Alana tidak menatap Kenzie. Ia menatap lurus pada Wijaya, ayah kandungnya yang masih duduk tenang di kursi roda. "Tanda itu, Ayah. Sekarang."
"Alana, berhenti!" Nathan melangkah maju, menghalangi pandangan Alana ke arah pintu utama. "Kau pikir dengan menjebloskan kami ke penjara, kau akan bebas? Kau lupa siapa yang menghapus jejakmu di London? Siapa yang memalsukan identitasmu agar kau tidak terseret kasus Sterling? Jika kami jatuh, kau ikut jatuh, Alana!"
"Aku sudah jatuh sejak hari pertama aku masuk ke rumah ini, Kak!" teriak Alana, suaranya pecah. "Aku jatuh setiap kali kalian menyentuhku dengan alasan cinta, padahal itu hanya obsesi! Kalian tidak mencintaiku... kalian hanya ingin memilikiku!"
Nathan tertawa pendek, sebuah tawa yang terdengar sangat terluka namun tetap dominan.
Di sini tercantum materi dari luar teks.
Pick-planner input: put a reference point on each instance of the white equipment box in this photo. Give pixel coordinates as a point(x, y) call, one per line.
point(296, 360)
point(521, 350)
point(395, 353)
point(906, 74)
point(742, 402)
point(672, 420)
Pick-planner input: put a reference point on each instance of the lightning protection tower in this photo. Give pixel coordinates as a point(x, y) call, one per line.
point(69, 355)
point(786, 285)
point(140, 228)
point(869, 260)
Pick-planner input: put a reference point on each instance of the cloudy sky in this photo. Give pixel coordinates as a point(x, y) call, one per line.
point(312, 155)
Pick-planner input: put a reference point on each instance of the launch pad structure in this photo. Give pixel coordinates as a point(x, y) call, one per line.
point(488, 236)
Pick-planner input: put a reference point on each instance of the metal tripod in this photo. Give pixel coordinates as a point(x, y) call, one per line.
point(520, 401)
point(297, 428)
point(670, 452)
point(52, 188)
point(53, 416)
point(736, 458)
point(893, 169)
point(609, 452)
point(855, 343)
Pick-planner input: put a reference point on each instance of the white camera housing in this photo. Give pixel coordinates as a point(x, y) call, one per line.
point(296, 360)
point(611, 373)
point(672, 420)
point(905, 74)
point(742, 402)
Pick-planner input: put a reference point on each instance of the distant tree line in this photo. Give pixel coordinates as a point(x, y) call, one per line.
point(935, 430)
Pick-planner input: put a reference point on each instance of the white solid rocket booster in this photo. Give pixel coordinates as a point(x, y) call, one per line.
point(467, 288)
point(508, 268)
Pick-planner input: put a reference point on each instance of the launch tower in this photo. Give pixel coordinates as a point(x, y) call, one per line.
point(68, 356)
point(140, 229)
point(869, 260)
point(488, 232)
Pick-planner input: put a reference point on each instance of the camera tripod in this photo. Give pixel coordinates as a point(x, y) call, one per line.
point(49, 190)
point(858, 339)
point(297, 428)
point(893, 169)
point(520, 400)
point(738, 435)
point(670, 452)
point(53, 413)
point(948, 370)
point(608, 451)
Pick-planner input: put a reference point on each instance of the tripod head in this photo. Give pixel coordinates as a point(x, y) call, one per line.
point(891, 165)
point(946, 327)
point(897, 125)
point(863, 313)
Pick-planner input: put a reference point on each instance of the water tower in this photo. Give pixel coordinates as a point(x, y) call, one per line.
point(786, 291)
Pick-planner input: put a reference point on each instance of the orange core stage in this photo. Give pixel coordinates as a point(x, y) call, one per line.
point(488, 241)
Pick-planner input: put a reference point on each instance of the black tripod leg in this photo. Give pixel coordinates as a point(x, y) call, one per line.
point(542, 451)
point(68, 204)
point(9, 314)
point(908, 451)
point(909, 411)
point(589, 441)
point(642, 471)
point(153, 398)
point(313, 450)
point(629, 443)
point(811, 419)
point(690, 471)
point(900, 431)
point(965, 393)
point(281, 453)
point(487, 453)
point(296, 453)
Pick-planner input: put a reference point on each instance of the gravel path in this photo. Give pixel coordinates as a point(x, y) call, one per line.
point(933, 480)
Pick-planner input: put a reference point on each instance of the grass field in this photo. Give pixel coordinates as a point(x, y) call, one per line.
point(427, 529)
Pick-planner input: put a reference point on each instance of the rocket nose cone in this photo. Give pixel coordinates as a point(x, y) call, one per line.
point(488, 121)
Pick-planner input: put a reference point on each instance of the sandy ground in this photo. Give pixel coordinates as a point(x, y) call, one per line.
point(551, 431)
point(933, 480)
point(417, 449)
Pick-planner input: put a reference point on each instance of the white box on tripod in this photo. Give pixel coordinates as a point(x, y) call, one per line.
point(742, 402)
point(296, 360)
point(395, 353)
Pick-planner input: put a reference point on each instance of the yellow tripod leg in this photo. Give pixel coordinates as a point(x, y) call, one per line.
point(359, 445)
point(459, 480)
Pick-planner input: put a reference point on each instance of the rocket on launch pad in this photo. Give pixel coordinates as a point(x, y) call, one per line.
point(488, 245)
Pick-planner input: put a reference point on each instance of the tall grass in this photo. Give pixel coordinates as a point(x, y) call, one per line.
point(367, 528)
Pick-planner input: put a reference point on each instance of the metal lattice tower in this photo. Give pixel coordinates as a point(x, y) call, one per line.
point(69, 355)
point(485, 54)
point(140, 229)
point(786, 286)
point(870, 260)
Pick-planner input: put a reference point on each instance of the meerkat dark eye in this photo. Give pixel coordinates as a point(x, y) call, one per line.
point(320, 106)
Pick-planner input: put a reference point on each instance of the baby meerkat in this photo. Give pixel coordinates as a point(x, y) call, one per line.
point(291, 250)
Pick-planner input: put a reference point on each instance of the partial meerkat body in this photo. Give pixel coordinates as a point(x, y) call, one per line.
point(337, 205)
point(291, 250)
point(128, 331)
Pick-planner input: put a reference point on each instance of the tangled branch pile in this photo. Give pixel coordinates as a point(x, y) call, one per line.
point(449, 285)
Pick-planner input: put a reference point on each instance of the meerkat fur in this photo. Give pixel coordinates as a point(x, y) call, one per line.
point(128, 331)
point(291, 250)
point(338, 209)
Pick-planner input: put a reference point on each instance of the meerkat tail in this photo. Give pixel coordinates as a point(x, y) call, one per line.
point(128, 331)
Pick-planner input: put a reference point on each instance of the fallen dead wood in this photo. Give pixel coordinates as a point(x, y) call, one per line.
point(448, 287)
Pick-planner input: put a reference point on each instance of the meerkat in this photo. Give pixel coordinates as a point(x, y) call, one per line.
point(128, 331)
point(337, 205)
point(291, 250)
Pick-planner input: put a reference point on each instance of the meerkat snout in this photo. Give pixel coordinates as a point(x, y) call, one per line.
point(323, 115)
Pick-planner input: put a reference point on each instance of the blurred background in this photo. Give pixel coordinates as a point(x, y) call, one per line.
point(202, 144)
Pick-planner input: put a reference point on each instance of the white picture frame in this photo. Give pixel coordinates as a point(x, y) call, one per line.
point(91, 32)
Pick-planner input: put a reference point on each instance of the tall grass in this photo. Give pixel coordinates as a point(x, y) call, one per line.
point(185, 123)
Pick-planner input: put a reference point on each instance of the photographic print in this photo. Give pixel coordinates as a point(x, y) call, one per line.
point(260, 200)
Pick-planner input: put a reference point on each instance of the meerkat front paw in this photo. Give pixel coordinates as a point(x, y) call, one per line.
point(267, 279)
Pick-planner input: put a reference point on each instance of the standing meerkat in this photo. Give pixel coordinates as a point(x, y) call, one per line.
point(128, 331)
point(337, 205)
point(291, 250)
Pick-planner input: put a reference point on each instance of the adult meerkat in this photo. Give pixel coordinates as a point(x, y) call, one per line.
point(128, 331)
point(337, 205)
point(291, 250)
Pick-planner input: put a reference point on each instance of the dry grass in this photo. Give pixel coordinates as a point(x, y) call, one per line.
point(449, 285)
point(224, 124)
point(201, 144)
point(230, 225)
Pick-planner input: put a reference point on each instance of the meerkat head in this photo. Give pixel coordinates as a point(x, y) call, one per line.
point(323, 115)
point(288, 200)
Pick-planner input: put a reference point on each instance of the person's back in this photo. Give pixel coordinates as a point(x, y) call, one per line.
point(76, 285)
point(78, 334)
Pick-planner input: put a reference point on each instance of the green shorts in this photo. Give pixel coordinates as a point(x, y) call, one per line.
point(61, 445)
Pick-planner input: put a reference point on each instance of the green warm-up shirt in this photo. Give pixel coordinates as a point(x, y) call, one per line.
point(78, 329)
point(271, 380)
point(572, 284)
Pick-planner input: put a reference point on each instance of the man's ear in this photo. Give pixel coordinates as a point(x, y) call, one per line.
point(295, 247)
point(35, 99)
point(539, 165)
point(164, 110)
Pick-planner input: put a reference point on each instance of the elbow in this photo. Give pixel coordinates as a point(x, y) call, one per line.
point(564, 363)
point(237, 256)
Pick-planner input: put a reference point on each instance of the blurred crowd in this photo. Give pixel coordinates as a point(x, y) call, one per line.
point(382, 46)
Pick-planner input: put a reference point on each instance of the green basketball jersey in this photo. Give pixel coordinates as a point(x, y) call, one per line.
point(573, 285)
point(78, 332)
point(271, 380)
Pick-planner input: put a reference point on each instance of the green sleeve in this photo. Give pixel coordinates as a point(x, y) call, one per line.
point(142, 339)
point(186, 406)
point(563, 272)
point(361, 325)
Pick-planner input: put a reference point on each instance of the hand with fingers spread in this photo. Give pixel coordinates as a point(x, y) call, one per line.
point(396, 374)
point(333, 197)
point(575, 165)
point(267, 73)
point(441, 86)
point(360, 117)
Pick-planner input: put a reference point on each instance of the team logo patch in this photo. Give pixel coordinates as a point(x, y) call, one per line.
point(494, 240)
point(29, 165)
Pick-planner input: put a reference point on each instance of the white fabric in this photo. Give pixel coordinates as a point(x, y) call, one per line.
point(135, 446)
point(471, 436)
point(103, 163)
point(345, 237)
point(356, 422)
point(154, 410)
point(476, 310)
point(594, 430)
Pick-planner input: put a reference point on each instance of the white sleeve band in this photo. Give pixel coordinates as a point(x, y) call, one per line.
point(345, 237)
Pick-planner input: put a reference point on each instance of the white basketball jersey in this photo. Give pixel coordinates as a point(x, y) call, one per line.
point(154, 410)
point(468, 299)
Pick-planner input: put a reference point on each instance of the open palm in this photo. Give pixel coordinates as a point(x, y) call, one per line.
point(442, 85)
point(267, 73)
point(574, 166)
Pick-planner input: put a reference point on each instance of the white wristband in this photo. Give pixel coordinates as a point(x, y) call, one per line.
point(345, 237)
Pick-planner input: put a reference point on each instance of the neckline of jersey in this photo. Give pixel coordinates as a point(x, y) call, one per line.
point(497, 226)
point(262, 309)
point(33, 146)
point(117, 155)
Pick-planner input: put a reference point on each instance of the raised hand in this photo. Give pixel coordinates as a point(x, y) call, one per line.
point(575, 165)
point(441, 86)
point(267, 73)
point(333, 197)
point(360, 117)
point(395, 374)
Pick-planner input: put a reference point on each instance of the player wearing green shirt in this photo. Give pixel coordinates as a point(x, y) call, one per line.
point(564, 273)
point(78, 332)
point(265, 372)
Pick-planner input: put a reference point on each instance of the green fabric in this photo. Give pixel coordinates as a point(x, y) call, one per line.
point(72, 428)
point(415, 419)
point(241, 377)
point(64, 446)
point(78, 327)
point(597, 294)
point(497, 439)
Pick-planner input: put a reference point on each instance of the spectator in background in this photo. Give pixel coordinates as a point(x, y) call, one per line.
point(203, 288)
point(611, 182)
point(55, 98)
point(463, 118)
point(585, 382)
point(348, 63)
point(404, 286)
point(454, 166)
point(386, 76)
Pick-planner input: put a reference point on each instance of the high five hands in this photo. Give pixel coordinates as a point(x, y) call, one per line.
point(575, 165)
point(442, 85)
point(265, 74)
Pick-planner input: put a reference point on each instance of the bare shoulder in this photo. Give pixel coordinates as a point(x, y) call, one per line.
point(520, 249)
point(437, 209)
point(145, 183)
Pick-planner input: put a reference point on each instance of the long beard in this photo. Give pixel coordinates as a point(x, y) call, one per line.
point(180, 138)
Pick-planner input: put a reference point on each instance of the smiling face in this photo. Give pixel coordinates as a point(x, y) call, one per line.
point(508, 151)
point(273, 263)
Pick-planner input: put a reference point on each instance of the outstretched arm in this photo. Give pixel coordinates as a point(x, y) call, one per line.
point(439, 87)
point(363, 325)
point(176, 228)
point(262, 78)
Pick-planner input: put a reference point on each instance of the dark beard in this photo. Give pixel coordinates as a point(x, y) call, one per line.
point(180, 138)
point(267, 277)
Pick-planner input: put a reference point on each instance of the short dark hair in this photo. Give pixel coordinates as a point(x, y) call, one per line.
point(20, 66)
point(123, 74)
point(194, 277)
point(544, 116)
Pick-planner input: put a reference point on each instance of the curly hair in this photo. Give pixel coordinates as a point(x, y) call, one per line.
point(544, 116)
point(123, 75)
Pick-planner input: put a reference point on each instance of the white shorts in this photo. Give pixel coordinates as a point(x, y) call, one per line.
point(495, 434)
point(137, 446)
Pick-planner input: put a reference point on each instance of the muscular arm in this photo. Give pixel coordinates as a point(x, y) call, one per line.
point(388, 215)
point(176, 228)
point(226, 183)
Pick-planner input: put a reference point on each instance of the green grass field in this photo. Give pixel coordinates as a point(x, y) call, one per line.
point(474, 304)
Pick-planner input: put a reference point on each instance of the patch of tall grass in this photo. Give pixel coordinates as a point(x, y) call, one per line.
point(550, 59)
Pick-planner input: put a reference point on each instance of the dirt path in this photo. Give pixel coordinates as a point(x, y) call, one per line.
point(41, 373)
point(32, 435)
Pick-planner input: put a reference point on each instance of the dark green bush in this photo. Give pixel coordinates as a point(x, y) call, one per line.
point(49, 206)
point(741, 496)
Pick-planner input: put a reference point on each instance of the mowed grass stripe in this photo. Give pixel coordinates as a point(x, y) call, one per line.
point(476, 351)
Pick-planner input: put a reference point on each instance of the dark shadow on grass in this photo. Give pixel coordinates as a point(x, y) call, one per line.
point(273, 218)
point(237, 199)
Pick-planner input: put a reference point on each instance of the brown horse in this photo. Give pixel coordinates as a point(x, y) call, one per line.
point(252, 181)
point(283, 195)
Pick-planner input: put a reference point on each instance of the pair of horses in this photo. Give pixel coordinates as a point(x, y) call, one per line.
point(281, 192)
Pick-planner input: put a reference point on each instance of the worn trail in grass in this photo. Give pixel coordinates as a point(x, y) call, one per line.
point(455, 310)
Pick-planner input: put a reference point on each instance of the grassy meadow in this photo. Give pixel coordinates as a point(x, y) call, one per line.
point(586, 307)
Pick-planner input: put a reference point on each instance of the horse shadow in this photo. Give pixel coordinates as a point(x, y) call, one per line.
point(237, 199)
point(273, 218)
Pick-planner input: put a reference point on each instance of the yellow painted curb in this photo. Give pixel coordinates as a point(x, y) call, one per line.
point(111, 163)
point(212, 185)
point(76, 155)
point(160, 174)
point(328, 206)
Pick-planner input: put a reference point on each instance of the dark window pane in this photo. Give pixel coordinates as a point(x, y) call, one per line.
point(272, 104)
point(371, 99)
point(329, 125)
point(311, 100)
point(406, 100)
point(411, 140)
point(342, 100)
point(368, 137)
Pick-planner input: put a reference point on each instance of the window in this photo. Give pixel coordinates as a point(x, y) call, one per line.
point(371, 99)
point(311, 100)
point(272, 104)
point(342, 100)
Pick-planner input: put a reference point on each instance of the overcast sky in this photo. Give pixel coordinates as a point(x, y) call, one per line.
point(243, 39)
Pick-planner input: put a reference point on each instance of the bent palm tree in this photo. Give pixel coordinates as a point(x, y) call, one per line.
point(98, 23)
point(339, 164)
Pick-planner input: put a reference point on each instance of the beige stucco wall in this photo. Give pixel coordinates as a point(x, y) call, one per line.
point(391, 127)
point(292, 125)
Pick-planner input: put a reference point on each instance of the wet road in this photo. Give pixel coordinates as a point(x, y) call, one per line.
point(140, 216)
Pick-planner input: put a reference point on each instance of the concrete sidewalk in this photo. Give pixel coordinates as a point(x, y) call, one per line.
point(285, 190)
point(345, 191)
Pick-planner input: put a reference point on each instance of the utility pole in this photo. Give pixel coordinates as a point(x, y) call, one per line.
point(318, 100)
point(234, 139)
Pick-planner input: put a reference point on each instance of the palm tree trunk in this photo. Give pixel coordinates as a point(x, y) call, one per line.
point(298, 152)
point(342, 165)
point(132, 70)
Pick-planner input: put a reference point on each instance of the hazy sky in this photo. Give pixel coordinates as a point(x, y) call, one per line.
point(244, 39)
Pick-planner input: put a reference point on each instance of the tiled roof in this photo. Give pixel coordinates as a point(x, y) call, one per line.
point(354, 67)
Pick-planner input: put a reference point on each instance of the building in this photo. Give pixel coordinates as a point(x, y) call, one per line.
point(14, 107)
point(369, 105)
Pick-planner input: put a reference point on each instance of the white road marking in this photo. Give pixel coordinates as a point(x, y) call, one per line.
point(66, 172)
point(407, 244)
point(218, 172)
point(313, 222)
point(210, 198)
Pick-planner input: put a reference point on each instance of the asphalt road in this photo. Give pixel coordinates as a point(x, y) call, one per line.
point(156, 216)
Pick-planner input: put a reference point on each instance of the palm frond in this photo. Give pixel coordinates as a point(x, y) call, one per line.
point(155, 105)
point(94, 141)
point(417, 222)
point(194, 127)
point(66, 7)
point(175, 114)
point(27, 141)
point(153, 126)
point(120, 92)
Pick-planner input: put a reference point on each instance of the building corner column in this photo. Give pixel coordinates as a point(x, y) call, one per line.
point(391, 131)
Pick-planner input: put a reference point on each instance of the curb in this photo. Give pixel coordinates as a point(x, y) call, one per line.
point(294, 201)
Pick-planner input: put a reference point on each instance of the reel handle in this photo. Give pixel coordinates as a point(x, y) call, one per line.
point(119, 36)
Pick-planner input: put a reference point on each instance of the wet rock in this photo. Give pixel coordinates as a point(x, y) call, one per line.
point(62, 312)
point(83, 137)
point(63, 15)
Ia mendekat hingga d**a bidangnya menyentuh bahu Alana. "Obsesi? Mungkin. Tapi bisakah kau membohongi tubuhmu sendiri, Alana? Bisakah kau melupakan bagaimana detak jantungmu saat aku menciummu di helikopter itu? Atau bagaimana kau bersandar pada Kenzie di ruang rahasia?"
Kenzie ikut mendekat, berdiri di sisi lain Alana. "Dia benar, Al. Kau benci kami karena kita mengira kita sedarah. Tapi sekarang penghalang itu hilang. Kita bisa memulai semuanya dari awal. Tanpa rahasia, tanpa ketakutan akan dosa."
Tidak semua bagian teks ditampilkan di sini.